# Style Forum has more posts. Why?



## gng8 (Aug 5, 2005)

Please move this if I put it in the wrong place. 

Like many of us I read and enjoy both fora regularly. I happened to notice the statistics that both AAAC and SF post on their sites. AAAC has more members, more active members and more threads but SF has more than 100,000 more posts. Any speculation on the reason?


----------



## MrRogers (Dec 10, 2005)

I'll take quality over quantity anyday

MrR


----------



## voxsartoria (Nov 21, 2006)

*Is not Style Forum a bit broader?*



gng8 said:


> Any speculation on the reason?


For example, their forum on Streetwear and Denim has no analog here.

(That reminds me: my mind is getting quite dizzy at how much denim I could aquire with $100K. I will sleep soundly tonight!)

Also, didn't AACC lose some threads from a software issue?

Regards,
Bill


----------



## Mattdeckard (Mar 11, 2004)

Different style.


----------



## ndemeis (Oct 2, 2006)

I'm a convert from Styleforum. I still read both but i find this forum to be more helpful. Styleforum to me has gotten very sale oriented as well there seems to be a more casual style with their focus on streetwear. Also i don't notice as much brand bias here but only time will tell. Both forums are great but serve different purposes to me.


----------



## AlanC (Oct 28, 2003)

Style Forum has more active community fora, and also a much more active sales forum. Keep in mind that when SF went down some time back months and months of posts were lost so the gap may actually be bigger.


----------



## JLibourel (Jun 13, 2004)

I think the percentage of short and snappy replies on SF is much higher than here, where we tend go more in-depth...or be more verbose and prolix, depending on your point of view.


----------



## acidicboy (Feb 17, 2006)

... and SF has a lot more spammers, trolls and the likes.


----------



## hopkins_student (Jun 25, 2004)

acidicboy said:


> ... and SF has a lot more spammers, trolls and the likes.

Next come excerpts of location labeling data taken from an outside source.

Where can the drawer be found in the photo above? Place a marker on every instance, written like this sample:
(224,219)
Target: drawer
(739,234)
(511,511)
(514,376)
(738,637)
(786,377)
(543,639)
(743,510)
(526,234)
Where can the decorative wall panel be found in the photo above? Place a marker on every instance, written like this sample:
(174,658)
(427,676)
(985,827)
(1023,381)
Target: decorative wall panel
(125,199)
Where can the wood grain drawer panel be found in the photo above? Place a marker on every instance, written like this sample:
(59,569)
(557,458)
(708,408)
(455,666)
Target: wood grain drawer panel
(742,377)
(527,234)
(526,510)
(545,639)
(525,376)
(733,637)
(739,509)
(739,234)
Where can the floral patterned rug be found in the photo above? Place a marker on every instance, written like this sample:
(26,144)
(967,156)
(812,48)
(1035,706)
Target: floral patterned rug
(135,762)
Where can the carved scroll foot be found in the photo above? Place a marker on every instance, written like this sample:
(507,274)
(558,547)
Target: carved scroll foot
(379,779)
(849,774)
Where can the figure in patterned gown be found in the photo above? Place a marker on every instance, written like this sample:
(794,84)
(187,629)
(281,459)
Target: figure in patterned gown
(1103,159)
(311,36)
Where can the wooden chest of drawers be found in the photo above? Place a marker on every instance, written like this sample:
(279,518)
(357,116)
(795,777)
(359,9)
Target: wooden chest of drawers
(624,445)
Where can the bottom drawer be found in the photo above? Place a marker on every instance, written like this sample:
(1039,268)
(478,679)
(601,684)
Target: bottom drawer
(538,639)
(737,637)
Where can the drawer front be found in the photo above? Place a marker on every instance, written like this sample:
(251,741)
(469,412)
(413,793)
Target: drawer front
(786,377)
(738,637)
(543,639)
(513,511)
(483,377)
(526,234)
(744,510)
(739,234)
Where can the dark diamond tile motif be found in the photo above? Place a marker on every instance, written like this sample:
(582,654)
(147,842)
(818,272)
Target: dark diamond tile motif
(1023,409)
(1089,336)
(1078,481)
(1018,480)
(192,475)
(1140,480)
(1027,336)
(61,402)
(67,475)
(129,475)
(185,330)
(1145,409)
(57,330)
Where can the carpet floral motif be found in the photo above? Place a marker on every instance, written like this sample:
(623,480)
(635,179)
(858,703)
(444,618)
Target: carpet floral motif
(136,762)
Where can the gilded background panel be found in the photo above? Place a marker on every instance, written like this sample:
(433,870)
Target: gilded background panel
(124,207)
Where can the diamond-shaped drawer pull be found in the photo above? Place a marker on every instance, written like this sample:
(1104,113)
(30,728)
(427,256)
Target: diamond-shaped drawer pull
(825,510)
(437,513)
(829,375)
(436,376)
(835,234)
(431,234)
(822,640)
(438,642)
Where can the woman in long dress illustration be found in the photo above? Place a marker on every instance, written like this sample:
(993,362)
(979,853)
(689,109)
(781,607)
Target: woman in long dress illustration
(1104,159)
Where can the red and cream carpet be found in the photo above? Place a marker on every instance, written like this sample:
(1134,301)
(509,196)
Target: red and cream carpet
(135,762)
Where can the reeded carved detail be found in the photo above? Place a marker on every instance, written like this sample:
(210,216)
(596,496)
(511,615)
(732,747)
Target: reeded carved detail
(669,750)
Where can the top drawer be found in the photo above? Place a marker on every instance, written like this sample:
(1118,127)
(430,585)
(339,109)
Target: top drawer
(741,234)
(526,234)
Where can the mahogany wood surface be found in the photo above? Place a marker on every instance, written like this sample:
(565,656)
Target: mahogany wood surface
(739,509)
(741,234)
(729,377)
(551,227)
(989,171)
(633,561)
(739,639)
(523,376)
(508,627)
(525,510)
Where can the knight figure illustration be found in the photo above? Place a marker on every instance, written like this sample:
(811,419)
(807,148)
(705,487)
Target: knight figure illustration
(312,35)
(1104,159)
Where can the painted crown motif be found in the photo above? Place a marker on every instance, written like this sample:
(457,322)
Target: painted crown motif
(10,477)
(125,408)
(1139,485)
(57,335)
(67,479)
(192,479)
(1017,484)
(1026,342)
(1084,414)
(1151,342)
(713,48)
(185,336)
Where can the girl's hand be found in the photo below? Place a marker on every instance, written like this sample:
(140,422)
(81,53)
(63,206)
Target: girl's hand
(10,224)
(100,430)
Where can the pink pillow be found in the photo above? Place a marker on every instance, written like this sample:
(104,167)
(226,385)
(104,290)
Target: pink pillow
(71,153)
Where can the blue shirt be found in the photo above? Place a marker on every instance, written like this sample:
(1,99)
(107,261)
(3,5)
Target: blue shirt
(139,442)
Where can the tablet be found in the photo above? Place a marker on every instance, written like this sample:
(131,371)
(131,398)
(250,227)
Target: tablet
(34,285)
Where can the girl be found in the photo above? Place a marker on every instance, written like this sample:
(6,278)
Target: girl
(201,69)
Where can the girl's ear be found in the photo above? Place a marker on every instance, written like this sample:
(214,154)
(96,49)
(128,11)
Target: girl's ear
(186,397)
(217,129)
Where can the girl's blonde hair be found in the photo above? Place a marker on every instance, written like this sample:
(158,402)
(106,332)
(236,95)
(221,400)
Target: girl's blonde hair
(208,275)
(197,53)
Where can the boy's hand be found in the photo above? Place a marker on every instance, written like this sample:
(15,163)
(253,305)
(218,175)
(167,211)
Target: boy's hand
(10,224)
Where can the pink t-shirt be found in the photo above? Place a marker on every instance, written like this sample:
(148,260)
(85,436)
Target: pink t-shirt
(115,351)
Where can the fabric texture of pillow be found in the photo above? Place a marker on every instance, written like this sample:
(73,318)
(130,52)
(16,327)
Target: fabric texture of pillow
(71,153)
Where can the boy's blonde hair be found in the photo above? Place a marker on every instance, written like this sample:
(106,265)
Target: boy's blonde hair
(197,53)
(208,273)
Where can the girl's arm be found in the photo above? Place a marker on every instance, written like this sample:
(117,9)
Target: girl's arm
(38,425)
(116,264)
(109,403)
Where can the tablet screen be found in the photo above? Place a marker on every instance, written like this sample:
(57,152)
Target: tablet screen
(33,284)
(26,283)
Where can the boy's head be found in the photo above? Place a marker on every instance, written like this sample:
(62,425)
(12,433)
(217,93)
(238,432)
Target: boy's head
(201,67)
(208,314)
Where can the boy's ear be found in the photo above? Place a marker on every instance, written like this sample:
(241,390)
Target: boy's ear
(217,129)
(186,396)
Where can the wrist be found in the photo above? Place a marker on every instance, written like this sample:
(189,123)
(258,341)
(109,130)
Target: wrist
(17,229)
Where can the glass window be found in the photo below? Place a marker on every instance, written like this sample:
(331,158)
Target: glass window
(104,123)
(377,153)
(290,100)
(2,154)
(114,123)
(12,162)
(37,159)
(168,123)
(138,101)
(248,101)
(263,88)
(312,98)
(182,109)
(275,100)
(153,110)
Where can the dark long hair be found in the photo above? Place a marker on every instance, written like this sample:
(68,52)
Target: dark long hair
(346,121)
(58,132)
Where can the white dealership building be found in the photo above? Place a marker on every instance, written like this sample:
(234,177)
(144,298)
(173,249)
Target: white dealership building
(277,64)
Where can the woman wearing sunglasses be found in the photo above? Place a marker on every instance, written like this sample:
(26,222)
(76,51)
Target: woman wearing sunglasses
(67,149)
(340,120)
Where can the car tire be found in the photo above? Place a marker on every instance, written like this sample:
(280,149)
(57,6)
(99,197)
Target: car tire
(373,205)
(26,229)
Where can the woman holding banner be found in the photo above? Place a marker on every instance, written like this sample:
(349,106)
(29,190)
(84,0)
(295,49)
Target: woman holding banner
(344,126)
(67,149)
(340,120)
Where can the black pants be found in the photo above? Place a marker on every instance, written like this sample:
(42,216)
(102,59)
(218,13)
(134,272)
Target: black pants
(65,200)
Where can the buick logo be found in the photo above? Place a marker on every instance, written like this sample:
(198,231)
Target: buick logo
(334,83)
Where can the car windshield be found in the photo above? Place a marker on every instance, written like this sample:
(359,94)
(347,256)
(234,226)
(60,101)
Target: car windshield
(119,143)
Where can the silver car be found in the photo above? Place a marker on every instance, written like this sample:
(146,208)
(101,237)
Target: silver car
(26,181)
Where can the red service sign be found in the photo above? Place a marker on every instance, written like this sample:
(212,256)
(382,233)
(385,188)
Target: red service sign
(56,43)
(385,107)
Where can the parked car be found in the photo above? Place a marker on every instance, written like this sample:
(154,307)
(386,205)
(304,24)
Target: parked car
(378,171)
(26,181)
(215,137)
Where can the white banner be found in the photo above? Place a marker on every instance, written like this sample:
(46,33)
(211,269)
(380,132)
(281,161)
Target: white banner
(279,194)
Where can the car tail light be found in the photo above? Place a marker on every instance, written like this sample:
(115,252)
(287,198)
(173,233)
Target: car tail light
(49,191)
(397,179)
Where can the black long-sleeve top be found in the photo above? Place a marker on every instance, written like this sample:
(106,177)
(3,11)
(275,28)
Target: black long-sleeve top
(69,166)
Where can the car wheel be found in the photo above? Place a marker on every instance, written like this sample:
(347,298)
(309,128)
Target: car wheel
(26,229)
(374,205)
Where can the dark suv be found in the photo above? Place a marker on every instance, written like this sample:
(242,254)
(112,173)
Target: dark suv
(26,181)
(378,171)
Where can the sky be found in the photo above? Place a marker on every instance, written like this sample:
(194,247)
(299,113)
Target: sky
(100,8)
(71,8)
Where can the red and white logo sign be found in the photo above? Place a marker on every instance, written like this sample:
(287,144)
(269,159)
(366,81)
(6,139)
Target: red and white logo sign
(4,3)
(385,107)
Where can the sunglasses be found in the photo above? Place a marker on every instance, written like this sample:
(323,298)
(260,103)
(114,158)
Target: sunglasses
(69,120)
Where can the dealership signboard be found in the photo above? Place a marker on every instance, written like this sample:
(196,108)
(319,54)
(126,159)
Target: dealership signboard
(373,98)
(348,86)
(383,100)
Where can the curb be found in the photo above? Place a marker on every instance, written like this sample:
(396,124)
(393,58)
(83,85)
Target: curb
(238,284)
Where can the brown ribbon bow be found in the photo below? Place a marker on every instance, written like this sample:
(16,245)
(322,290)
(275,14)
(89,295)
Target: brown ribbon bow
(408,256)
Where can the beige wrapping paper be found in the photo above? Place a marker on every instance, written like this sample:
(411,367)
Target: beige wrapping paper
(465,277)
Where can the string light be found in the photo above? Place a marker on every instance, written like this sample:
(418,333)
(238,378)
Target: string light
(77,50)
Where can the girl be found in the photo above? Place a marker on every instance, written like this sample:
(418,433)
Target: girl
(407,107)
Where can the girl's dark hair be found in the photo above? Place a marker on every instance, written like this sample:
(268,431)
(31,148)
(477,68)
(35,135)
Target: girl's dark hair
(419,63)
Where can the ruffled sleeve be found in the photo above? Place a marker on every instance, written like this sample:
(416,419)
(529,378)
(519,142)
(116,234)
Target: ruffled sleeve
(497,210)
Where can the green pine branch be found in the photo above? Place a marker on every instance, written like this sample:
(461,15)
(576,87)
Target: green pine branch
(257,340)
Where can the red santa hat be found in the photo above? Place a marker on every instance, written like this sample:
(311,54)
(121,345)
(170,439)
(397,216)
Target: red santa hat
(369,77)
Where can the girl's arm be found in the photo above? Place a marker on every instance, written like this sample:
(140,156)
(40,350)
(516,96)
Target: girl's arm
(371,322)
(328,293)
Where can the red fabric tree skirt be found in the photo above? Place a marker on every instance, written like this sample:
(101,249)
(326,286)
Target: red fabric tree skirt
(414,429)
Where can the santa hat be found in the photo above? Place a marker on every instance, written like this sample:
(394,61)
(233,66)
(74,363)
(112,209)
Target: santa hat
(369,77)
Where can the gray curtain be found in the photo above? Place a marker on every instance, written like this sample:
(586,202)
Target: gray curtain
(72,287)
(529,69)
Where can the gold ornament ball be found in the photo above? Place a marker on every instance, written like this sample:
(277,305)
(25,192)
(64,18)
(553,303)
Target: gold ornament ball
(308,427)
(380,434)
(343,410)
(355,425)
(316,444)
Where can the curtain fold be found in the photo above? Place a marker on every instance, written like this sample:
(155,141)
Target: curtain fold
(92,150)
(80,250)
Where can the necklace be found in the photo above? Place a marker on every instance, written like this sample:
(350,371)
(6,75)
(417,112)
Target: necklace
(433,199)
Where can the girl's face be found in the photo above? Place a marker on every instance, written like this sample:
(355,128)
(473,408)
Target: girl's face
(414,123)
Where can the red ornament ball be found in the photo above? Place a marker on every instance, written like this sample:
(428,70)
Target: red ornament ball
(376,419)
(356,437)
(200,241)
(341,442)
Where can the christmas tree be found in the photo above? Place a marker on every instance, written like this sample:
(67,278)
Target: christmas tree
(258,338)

Yeah, but the trolls here *cough*Fogey*cough* are much more active.


----------



## lovemeparis (May 20, 2006)

*The Style Forum...*



JLibourel said:


> I think the percentage of *short and snappy replies on SF is much higher than here*, where we tend go more in-depth...or be more verbose and prolix, depending on your point of view.


Exactly... and more younger crowd.:icon_smile_big:

Can someone tell me please who is the founder and how it was found?

...from paris​


----------



## MrRogers (Dec 10, 2005)

hopkins_student said:


> Yeah, but the trolls here *cough*Fogey*cough* are much more active.


not anymore it seems

MrR


----------



## Hedonist (Nov 5, 2006)

A lot of it is superfluous posting. I’m on a women’s forum and I have to wade through 10 pages of ‘Omigosh’ ‘Totally’ ‘Like’ before I can find any real concrete information. Further, one of AAAC forum rules is that we should keep superfluous posts to a minimum. It’s nice to have a hoot about stuff but on that women’s forum, it’s quite tedious to read, I’m hardly ever on it.


----------



## neyus (Jan 12, 2005)

more trolls, also I think its a case of quality versus quantity.


----------



## DocHolliday (Apr 11, 2005)

I'll disagree with the comments on quantity versus quality, considering how many posters participate on both forums. No need to bash SF.


----------



## EL72 (May 25, 2005)

DocHolliday said:


> I'll disagree with the comments on quantity versus quality, considering how many posters participate on both forums. No need to bash SF.


+1

Alan is partly right that it has to do with the all the other fora that are far more active on SF than here (with the exception perhaps of the AA Trad forum but I have no idea as I never visit it). The SF community and sales fora tend to generate more dialogue-like posting with short responses that may account for the discrepancy.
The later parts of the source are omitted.